JAKARTA, HUMAS MKRI - Mahkamah Konstitusi (MK) menggelar sidang pengujian Pasal 68 ayat (1) Undang-Undang Nomor 24 Tahun 2003 tentang Mahkamah Konstitusi sebagaimana diubah dengan Undang-Undang Nomor 7 Tahun 2020 tentang Perubahan Ketiga atas Undang-Undang Nomor 24 Tahun 2003 tentang Mahkamah Konstitusi (UU MK) pada Senin (12/2/2024). Perkara Nomor 16/PUU-XXII/2024 ini dimohonkan oleh Albert Ola Masan Setiawan Muda yang merupakan seorang mahasiswa dari Universitas Internasional Batam.
Pasal 68 ayat (1) UU MK menyatakan, “Pemohon adalah Pemerintah”. Menurut Pemohon, pasal tersebut bertentangan dengan UUD 1945.
Pemohon melalui kuasa hukumnya, Risky Kurniawan menyebutkan partai politik mempunyai posisi dan peranan yang sangat penting dalam sistem demokrasi. Selain itu, partai politik juga memainkan peran sebagai penghubung yang sangat strategis antara proses-proses pemerintahan dengan warga negara. Dalam kaitannya dengan keberadaan jabatan presiden dan wakil presiden saat pemilihan umum, perorangan warga negara harus melalui jalur rekrutmen partai politik sebagaimana ketentuan Pasal 29 UU Partai Politik. Sebagaimana diketahui, pemilu merupakan sarana perwujudan hak untuk memilih yang mekanisme pelaksanaannya harus diselenggarakan secara jujur dan adil serta demokratis.
Pemohon merasa dirugikan karena pasal tersebut telah membatasi hak Pemohon untuk membubarkan partai-partai yang tersangkut kasus korupsi yang dilakukan oleh pimpinan dan anggota partai yang memiliki jabatan publik.
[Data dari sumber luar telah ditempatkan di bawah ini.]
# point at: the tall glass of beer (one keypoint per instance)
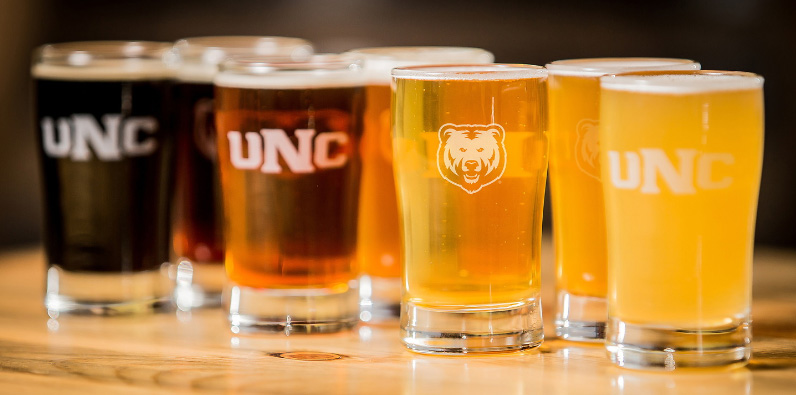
(576, 188)
(379, 241)
(683, 154)
(197, 237)
(470, 157)
(288, 150)
(105, 155)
Sekiranya Kasus-kasus tersebut berpotensi untuk membubarkan partai-partai yang bersangkutan, muncul pertanyaan, bagaimana kalau partai politik yang dianggap melakukan pelanggaran itu adalah bagian dari Pemerintah dan Presiden?
Akan tetapi, menurut Pemohon, dengan tidak diberikannya hak membubarkan partai politik kepada perseorangan warga negara dan dilimpahkan dalam kewenangan pemerintah, berimplikasi pada adanya abuse of power yang sarat akan tindakan yang mengutamakan kepentingan tertentu, baik diri sendiri, orang lain, atau korporasi. Sehingga, hal tersebut berpotensi melanggar Pasal 1 ayat (2) UUD 1945. Dengan demikian, Pemohon meminta agar pembubaran partai politik yang korupsi dapat dilakukan oleh perseorangan warga negara.
Pemohon meminta MK menyatakan Pasal 68 ayat (1) UU MK bertentangan dengan UUD 1945 dan tidak mempunyai kekuatan hukum mengikat sepanjang tidak dimaknai “Pemohon adalah Pemerintah atau Perorangan warga negara indonesia”.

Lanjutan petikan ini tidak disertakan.